Review Summary: John Ondrasik decides to equally spend his time on all of the tracks this time around.
Mentioning "Five For Fighting" to the average music listener may cause them to conjure up memories of the band's past songs, “100 Years” and “Superman (It’s Not Easy)”. These songs blew up in the mainstream when they were released roughly half a decade ago respectively, as they combined John Ondrasik’s perfectly-pitched radio voice and a soaring melody sung over a memorable piano performance. Creating an album of forgettable piano tunes seems to have been John Ondrasik's tactic in the music business up this point. But suffice it to say, he has always included a defining key track that is primarily responsible for the majority of the album sales.
This year marks the fourth studio release from the singer-songwriter in the simply titled, Slice
. As it turns out, things are slightly more balanced in terms of song quality this time around, and the album keeps a fairly consistent flow because of it. For example, lead single “Chances” is not a homerun of a track as previous lead singles were, however, a listen to the other tracks will actually prove that there are many songs here that could have been the lead single in its place. This in turn actually lifts the album slightly above John’s past efforts as while once there was an abundance of filler, there is now a more equal distribution of pop quality.
Piano and string orchestrations are the main rule for the day on Slice
, and for the artist’s commercial benefit, things are played rather safe. “Slice”, “Tuesday”, “This Dance”, “Chances”, and “Story Of Your Life” are all pinpoint shots at middle-aged woman looking for nostalgic outputs for memories of their younger lives. Elsewhere, John delivers a pretentious and awkward ode to a soldier with second track, “Note To The Unknown Soldier”, from which he goes on to offer the listener a track about love
in the aptly titled, “Love Can’t Chance the Weather”. The latter effort isn’t really all that convincing given John’s vocal delivery coupled with blunt imagery within the lyrics. Furthermore, the song might have been more suitable for inclusion during a lesson on Sesame Street
. “Transfer” is a highlight and interesting track as the hook lies within the verses instead of the chorus and positively carries the listener through the tale of the song.

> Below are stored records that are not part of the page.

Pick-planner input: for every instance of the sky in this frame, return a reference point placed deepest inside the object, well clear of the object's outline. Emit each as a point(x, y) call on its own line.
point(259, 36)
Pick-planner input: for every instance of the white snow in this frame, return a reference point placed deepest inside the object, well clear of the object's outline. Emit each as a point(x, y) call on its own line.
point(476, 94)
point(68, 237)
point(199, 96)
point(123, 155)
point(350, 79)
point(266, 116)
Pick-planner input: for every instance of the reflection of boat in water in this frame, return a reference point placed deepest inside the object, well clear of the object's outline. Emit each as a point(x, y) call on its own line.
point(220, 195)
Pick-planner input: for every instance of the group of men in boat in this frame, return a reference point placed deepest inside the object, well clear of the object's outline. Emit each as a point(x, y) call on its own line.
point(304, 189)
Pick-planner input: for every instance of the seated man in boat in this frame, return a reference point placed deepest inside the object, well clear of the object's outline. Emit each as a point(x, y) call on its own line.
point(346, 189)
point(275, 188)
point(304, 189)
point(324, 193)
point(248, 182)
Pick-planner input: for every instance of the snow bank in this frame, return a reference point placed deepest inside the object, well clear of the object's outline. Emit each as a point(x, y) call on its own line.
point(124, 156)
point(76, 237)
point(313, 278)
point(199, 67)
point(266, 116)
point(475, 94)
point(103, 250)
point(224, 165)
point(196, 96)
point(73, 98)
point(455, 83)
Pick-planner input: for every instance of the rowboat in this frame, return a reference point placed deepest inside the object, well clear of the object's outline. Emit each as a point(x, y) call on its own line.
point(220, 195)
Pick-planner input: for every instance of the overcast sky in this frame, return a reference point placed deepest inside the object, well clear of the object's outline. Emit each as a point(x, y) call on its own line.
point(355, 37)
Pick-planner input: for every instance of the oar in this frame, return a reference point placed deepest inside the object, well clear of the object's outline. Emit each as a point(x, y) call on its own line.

In summary, Five For Fighting’s Slice
offers more of a consistent album of piano tunes in comparison to past efforts, but at the same time, lacks a defining track that listeners have come to expect from John Ondrasik. Most of the melodies here are sugary sweet, the lyrics blunt and to the point, and the instrumentation of the tracks (while equally fitting) tends to come across as simplistic. Taking this combination of elements and Slice
makes for a suitable combination of consistent and ambiguious radio tunes that just so happen to be perfectly inoffensive and ironically enough, perfectly average as well.